I am using Weka to classify a data set. The .arrf data file looks like this. The problem I am facing while classifying is that A lot of classifiers like NaiveBayes etc. won't take the string attribute to classify it. Those two string attributes are important features for classification. I tried converting the string to nominal type using the filter but it doesn't convert it to nominal. How should I go about it considering the dataset I have ?

@RELATION transaction

@ATTRIBUTE transactionType  {'CC Credit',Trans,Exp,Dep,Check}
@ATTRIBUTE number numeric
@ATTRIBUTE posting {Yes,No}
@ATTRIBUTE String1 string
@ATTRIBUTE String2 string


@ATTRIBUTE amount real
@ATTRIBUTE class {1,2}


@DATA
'CC Credit',?,Yes,'XYZ Bank','ONLINE PYMT Aug',-1582100.38,1   
Trans,?,Yes,?,'ACH DEBIT XYZ CREDIT CRD-EPAY',-59219.40,2   
Exp,?,Yes,'First Nolastname','ACH DEBIT First Nolastname-RECEIVER',-176011.56,2   
2
How did you generate the dataset/arff file? - Alerra
I manually created it using sample files as reference. - Anshul Tripathi

2 Answers

3
votes

You do not say what interface you are using. I assume that you are using the GUI.

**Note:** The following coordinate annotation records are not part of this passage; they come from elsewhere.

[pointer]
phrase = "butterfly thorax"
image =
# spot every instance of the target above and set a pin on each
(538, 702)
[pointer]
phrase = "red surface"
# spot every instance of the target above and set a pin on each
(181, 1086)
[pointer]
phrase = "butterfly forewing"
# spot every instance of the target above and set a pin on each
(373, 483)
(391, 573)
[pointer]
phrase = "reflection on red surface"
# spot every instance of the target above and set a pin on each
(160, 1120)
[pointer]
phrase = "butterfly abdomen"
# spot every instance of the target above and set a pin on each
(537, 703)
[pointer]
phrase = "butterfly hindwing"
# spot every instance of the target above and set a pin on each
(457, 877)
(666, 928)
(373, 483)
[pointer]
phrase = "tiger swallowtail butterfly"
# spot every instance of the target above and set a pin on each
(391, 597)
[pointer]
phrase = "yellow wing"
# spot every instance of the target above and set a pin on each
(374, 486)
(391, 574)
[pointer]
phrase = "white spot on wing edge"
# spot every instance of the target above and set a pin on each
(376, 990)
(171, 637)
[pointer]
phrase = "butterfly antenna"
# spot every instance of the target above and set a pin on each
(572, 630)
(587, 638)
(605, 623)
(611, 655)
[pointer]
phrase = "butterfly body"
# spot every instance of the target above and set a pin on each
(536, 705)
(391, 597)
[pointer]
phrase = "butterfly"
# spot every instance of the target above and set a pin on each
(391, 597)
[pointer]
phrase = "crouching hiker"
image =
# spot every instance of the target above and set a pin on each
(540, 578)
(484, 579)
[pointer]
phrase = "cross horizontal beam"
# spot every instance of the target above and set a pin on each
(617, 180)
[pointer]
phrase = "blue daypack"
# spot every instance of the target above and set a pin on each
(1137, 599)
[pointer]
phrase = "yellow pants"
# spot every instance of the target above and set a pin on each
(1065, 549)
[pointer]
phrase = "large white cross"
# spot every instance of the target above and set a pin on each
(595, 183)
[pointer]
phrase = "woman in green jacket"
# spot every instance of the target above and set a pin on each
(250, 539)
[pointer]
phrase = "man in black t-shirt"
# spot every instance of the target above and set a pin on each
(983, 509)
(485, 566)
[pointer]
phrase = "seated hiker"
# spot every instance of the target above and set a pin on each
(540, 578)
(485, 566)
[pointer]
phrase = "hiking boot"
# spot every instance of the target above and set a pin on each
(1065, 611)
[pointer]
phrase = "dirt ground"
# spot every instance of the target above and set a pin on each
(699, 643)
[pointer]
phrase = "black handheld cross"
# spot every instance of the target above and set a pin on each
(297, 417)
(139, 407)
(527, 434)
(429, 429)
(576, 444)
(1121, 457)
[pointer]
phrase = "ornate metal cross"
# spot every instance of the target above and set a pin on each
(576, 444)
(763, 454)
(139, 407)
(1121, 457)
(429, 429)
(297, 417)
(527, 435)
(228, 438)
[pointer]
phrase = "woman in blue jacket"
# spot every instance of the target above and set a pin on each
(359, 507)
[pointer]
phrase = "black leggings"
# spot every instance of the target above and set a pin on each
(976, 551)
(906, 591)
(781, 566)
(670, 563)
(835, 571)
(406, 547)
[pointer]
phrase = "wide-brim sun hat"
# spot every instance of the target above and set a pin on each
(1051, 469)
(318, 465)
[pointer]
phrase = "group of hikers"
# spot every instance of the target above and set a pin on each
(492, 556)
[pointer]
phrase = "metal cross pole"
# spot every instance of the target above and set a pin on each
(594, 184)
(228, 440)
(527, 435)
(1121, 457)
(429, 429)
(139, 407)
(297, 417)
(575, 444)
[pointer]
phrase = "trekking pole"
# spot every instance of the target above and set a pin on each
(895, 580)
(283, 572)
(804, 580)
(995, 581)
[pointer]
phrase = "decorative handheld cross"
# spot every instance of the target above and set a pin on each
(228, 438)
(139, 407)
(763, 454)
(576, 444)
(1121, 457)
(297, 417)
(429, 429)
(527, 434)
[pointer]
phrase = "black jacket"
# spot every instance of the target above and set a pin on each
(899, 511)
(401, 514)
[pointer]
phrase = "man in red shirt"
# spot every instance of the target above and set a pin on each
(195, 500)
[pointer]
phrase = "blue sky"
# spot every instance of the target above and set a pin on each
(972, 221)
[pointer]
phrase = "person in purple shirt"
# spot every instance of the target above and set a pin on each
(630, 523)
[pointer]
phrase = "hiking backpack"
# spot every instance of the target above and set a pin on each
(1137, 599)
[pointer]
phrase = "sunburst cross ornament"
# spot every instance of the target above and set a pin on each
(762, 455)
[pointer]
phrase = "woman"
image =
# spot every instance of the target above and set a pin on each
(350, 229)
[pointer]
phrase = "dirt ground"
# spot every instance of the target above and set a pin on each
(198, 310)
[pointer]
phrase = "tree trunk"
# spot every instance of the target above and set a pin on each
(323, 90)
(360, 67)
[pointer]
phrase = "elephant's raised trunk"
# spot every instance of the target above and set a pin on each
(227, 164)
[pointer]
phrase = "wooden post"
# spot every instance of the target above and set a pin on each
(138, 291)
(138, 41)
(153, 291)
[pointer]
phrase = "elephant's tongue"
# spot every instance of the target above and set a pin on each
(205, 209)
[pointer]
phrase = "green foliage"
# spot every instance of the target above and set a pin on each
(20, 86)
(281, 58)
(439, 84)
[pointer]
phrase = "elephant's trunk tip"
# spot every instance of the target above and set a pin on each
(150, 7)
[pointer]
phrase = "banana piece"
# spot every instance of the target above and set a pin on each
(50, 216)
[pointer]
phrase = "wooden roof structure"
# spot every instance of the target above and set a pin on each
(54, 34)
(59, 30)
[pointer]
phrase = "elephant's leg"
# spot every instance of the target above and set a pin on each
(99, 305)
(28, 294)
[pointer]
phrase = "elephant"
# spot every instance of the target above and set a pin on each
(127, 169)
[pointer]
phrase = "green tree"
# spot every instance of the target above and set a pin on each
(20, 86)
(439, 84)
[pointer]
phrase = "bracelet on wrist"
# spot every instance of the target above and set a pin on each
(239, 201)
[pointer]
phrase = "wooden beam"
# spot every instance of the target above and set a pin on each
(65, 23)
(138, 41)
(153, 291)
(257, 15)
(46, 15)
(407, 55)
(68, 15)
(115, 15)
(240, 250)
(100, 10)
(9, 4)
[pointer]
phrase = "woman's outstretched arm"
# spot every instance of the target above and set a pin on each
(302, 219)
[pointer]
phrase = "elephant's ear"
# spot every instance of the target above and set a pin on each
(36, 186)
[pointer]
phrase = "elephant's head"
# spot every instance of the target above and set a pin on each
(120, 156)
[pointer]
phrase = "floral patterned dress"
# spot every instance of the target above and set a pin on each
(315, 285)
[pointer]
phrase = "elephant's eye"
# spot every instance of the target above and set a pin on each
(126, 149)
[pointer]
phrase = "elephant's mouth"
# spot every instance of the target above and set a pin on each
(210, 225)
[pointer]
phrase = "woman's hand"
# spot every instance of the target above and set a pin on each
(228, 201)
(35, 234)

On the "Preprocess" tab, under "Filters" select

filters -> unsupervised -> attribute

scroll down to find StringToNominal . By default, it will just convert the last attribute. You will want to change it to convert all of your strings.

Screenshot of GUI

Just in case:

If you are using R and RWeka, you can get this filter by running

Str2Nom = make_Weka_filter("weka/filters/unsupervised/attribute/StringToNominal")
Str2Nom(transactionType ~ ., data=Transaction, control=Weka_control(R=4:5))
0
votes

G5W's answer should work, but if you are constructing the ARFF file yourself then another option is to define these attributes as nominal ones in the ARFF file, in the same way that you already have done for the transaction type and posting attributes.

To manually construct the list of nominal values which goes between the { and } in the @ATTRIBUTE line, you could for example use the Data > Remove Duplicates function in Excel.